Vous étiez sur le même label qu’Oasis. Eux en pleine bourre, vous en pleine chute. Vous n’étiez plus la priorité d’Alan McGee, le boss du label, si ?

Mark Gardener : Forcément. Mais c’était normal. Le succès d’Oasis a été si massif, si rapide. Ca a tout changé pour le label.

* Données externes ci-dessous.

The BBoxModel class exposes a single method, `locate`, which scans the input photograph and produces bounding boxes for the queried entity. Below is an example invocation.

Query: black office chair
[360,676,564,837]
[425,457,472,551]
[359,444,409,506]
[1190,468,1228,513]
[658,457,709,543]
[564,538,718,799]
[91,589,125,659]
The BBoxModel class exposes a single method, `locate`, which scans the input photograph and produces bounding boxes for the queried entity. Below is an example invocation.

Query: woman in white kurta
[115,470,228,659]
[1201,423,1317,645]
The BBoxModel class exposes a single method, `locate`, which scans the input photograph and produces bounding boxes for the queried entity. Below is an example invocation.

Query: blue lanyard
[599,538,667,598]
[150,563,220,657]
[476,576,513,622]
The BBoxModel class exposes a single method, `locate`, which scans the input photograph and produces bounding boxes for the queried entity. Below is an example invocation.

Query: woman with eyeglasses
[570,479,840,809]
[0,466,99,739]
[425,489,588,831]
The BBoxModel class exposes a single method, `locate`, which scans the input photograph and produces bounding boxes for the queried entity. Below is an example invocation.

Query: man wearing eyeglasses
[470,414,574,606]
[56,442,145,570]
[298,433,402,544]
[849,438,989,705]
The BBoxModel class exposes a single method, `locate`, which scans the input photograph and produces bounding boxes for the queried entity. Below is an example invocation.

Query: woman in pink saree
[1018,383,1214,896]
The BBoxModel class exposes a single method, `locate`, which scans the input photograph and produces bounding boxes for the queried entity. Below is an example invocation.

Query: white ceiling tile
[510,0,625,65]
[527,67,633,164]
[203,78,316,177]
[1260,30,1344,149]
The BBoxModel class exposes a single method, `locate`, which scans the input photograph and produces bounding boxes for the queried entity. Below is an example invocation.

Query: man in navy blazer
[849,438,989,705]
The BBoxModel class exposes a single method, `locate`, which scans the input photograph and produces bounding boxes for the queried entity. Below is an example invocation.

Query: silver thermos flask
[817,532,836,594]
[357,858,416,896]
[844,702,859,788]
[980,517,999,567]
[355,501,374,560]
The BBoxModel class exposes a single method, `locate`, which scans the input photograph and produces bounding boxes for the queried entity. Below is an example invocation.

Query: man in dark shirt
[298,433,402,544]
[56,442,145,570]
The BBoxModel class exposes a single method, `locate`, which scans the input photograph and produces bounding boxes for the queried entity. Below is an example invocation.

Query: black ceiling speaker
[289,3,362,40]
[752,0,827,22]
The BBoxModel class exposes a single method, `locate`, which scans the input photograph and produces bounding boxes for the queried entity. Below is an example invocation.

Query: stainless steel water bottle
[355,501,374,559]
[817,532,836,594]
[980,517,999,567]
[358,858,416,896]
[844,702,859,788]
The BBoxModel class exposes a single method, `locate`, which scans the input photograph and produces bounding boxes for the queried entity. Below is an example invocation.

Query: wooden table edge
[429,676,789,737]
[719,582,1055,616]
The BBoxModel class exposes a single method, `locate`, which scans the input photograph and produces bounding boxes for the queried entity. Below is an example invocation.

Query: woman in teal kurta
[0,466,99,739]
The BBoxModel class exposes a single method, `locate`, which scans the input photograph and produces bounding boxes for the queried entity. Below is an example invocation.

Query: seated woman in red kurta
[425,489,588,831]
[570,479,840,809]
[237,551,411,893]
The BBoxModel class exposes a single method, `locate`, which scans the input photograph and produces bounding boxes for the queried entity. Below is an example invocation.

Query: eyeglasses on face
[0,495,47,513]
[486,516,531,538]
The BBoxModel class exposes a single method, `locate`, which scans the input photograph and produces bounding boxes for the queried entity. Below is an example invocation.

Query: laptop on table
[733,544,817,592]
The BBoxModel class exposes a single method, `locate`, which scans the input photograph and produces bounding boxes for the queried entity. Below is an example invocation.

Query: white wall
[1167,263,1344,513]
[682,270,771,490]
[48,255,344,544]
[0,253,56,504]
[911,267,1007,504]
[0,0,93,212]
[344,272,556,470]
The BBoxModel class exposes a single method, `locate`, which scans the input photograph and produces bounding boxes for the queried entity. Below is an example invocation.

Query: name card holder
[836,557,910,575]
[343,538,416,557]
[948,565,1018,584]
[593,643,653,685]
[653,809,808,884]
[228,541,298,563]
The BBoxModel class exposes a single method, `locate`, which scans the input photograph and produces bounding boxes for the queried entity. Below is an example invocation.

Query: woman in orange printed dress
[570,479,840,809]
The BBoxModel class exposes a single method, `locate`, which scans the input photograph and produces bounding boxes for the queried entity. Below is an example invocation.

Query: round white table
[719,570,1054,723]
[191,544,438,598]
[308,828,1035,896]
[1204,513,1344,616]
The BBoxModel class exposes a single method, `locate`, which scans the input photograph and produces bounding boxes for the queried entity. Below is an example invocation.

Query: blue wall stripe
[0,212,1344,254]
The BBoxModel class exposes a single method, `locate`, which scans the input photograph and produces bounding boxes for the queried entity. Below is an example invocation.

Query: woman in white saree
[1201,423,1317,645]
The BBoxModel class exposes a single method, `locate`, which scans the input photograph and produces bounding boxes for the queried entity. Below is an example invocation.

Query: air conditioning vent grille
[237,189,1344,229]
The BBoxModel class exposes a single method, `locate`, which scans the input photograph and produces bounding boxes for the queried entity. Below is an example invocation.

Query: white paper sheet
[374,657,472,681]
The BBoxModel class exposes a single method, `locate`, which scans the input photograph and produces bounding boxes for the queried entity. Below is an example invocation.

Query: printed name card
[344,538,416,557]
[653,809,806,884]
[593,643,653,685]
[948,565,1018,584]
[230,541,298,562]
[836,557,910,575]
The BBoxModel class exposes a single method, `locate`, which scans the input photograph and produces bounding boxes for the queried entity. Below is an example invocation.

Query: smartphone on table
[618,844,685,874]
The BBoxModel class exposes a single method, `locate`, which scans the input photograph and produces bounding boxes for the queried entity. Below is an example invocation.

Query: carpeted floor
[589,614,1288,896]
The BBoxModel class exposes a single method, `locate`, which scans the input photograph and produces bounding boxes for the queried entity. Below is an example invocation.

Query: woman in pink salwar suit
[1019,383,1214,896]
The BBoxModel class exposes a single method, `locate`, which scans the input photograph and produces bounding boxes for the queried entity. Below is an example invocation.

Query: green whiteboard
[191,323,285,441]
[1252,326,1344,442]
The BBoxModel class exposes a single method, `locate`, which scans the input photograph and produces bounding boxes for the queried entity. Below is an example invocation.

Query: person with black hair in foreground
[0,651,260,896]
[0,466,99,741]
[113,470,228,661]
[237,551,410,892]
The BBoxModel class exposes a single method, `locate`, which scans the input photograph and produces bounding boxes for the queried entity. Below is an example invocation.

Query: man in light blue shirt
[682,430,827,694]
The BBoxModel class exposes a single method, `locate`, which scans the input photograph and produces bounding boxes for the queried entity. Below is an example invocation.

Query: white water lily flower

Andy Bell : Faisons un peu d’histoire. A notre arrivée sur Creation, le label était situé ailleurs, dans d’autres locaux. C’était encore très innocent, ça sentait les débuts. La sensation que j’avais, c’était qu’Alan et Dick était en phase de construction, que le label se développait progressivement. House of Love et Jesus and Mary Chain les avait quittés pour tenter de devenir un énorme groupe sur une major et ça n’avait pas complètement fonctionné. Quand on a commencé sur Creation, on n’était pas encore très gros, mais on était persuadés qu’on deviendrait au moins aussi gros que les Beatles. Ou Primal Scream si tu préfères. En Angleterre, ils étaient déjà énormes. Mais trop drogués pour être des rockstars. C’était évidemment des rockstars, mais bien trop rock’n’roll et indisciplinés pour exploser dans le monde comme Oasis le fit ensuite. Ride avait le sonwriting, Primal Scream l’attitude. Oasis avait les deux, l’attitude et un la maîtrise du songwriting classique. Celui des Beatles. Des morceaux faciles d’accès, courts, mélodiques, universels. Pour Alan et Dick, c’était forcément le groupe ultime pour Creation.

Pour toi, ce fut donc quelque chose de naturel de les rejoindre ?

Quand Ride a splitté, je n’ai pas immédiatement rejoint Oasis. Entre temps, j’ai monté Hurricane N°1. On avait sorti deux albums. Notre chanteur se faisait tout le temps chambrer par les Gallagher. Deux mecs du groupe se sont barrés en plein milieu d’une crise et Oasis m’a proposé de les rejoindre. C’était vers 1999. J’ai accepté. Quand j’y repense, c’est marrant de les avoir rejoints ainsi alors qu’ils critiquaient tout le temps Hurricane N°1 dans les journaux.